DRIVE

6  – 23 November 2013

Opening Night | Thursday 7 November 6-8pm

Peter Westwood

Drive project focuses on the forces and choices that arbitrarily alter our individual and shared sense of purpose, exploring the concept of a city as a place of compulsive movement. This video project involves footage captured while driving within city traffic at dusk, filming various drifting and chance occurrences.


IMAGES | Peter Westwood, Long blue wall, 2013, video stil| Images courtesy of the artist. 


This video project focuses on the forces and choices that arbitrarily alter our individual sense of purpose by exploring the subject of city as a place of compulsive movement and formless stasis, experienced through random and variable encounters. Through footage captured while driving home over countless days within the city traffic at dusk, this work forms through the presentation of chance occurrences in order to evoke what we all experience when we drive through the city: the recognition of moving towards a destination in our thinking while equally drifting within our minds, imagining narratives and mutable and divergent possibilities.

The city as phenomena has often been presented as a space of alienation, or conversely utopianism, and has been the subject of art since the 19th Century. Drive investigates the city as an inconclusive space, as a location so familiar and habitual to those incessantly moving within their own urban space that we may often experience narratives formed through a type of disembodied interiority. By stepping out of our conscious sense of predetermination and by drifting within our minds while driving, our experience and sense of being may feel more subject to forces or choices that arbitrarily alter our sense of purpose, particularly as journeys by definition usually must go somewhere.

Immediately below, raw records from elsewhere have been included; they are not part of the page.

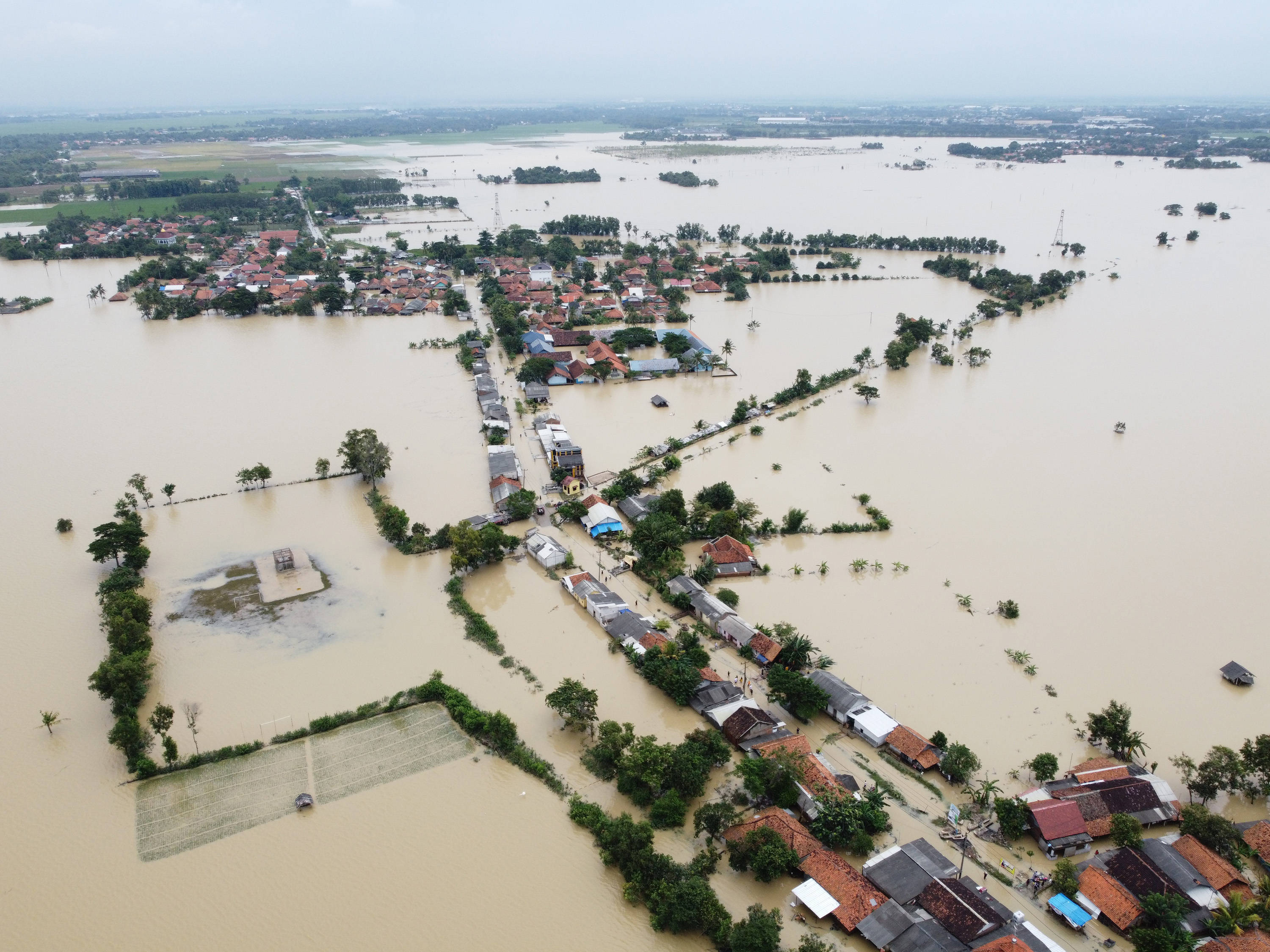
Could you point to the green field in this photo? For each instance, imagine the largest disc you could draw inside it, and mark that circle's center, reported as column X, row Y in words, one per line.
column 497, row 135
column 72, row 124
column 124, row 209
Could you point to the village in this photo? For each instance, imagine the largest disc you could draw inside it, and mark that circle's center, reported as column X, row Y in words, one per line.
column 563, row 328
column 907, row 898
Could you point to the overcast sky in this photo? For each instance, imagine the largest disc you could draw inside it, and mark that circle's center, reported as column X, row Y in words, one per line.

Therefore in driving and drifting, and experiencing fragmentary encounters, the expectation of arrival is constantly frustrated or absent in this work, leaving us instead with perpetual movement and stasis, along with the uncomfortable suggestion that these two states may in fact be the same thing within an indeterminate and seemingly endless urban zone. The failure of arrival, the lack of a clear narrative focus within this work may in turn necessitate within us a reassessment and re-adjustment of our expectations, perhaps evoking a perpetual and ongoing state of potential and inertia.

This work asks that you visit city passages in unfamiliar ways to reflect on experiences formed through various chance occurrences, to connect to the idea that transit is both an embodied and disembodied encounter where we suffer a state of perpetual commencement and stillness.

Acknowledgement: Peter Westwood is represented by Block Projects in Melbourne and Boutwell Draper Gallery in Sydney.